The tickets for travel from Waterloo Bridge in the city centre to Camberwell Green in the south were found in a leather wallet among debris scattered around the wreck, 2.5 miles down off the coast of Newfoundland.
“We are all familiar with the Titanic from Hollywood, but this exhibition reveals the human side,” exhibition organiser Mark Lach told reporters.
The supposedly unsinkable Titanic, the greatest engineering achievement of its age, set sail from Southampton on April 10, 1912 on route to New York via Cherbourg.
She was carrying 2,227 passengers and crew, but had lifeboats for only 1,178.
Just before midnight four days later, the huge and luxurious liner hit an iceberg at speed and sank, killing 1,522 men, women and children, triggering major maritime reforms and creating a lasting byword for disaster at sea.
Nearly 91 years later, only three of the 705 survivors are still alive.
Among other never-before-seen artefacts in the exhibition that opens for a four-month run in London’s Science Museum on May 16, is a personal travel document belonging to 63-year-old emigrant Marian Meanwell.
“Marian had been due to travel to New York on the Majestic, but the sailing was cancelled and she was transferred to the Titanic because there was a coal strike at the time and there was not enough fuel for both voyages,” Lach said.
“The ticket has her name with the ship Majestic crossed out and Titanic stamped over it,” he added.“You can imagine her excitement.” She did not survive the sinking.

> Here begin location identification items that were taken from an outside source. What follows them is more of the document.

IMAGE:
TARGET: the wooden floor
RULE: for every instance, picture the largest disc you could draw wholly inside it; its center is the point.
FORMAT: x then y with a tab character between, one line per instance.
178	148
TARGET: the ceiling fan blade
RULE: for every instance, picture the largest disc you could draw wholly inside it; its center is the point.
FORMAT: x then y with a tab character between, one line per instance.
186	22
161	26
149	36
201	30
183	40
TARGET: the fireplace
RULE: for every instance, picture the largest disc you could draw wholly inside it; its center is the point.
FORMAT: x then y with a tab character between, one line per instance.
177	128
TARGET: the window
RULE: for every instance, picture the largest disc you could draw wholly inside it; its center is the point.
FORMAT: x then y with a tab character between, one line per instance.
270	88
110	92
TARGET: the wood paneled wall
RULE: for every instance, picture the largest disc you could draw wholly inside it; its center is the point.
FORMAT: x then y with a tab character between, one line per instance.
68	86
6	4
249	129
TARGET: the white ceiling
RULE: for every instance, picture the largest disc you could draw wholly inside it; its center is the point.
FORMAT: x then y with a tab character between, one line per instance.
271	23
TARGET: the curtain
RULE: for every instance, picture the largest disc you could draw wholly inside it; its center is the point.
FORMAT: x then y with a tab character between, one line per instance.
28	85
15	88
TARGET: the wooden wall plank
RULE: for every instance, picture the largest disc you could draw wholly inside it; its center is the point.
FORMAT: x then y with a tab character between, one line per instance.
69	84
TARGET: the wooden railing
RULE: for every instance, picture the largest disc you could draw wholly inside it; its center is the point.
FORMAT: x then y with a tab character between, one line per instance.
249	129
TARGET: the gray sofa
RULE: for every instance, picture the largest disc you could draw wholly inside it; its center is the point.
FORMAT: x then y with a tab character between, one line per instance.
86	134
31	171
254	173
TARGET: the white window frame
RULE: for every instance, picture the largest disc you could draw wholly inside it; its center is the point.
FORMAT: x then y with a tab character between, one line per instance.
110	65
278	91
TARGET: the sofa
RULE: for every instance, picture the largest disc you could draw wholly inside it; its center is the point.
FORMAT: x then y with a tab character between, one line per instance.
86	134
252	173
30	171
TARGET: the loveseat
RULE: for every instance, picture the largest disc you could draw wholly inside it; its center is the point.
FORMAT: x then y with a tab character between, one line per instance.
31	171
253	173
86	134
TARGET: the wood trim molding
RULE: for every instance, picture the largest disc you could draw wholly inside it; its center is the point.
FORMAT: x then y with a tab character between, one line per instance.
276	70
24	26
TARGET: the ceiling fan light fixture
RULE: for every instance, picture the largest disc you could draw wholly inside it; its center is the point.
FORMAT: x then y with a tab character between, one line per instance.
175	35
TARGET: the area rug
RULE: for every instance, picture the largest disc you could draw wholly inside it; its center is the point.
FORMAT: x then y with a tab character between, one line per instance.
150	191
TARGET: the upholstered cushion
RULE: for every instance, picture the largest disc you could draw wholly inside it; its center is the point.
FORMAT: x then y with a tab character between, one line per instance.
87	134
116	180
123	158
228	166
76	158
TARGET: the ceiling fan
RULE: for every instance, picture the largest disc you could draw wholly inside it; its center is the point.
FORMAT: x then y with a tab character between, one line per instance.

Lach dismissed charges of grave-robbing.
“The exhibition brings the ship alive to the public. There is no disrespect to those who died in the wreck. Quite the reverse,” he said, stressing that nothing had been taken from the ship itself but only from the debris around it.
Lach noted items — including paper — encased in leather had survived remarkably well despite spending nine decades at the bottom of the ocean because the chemicals used in the tanning process helped retard rotting.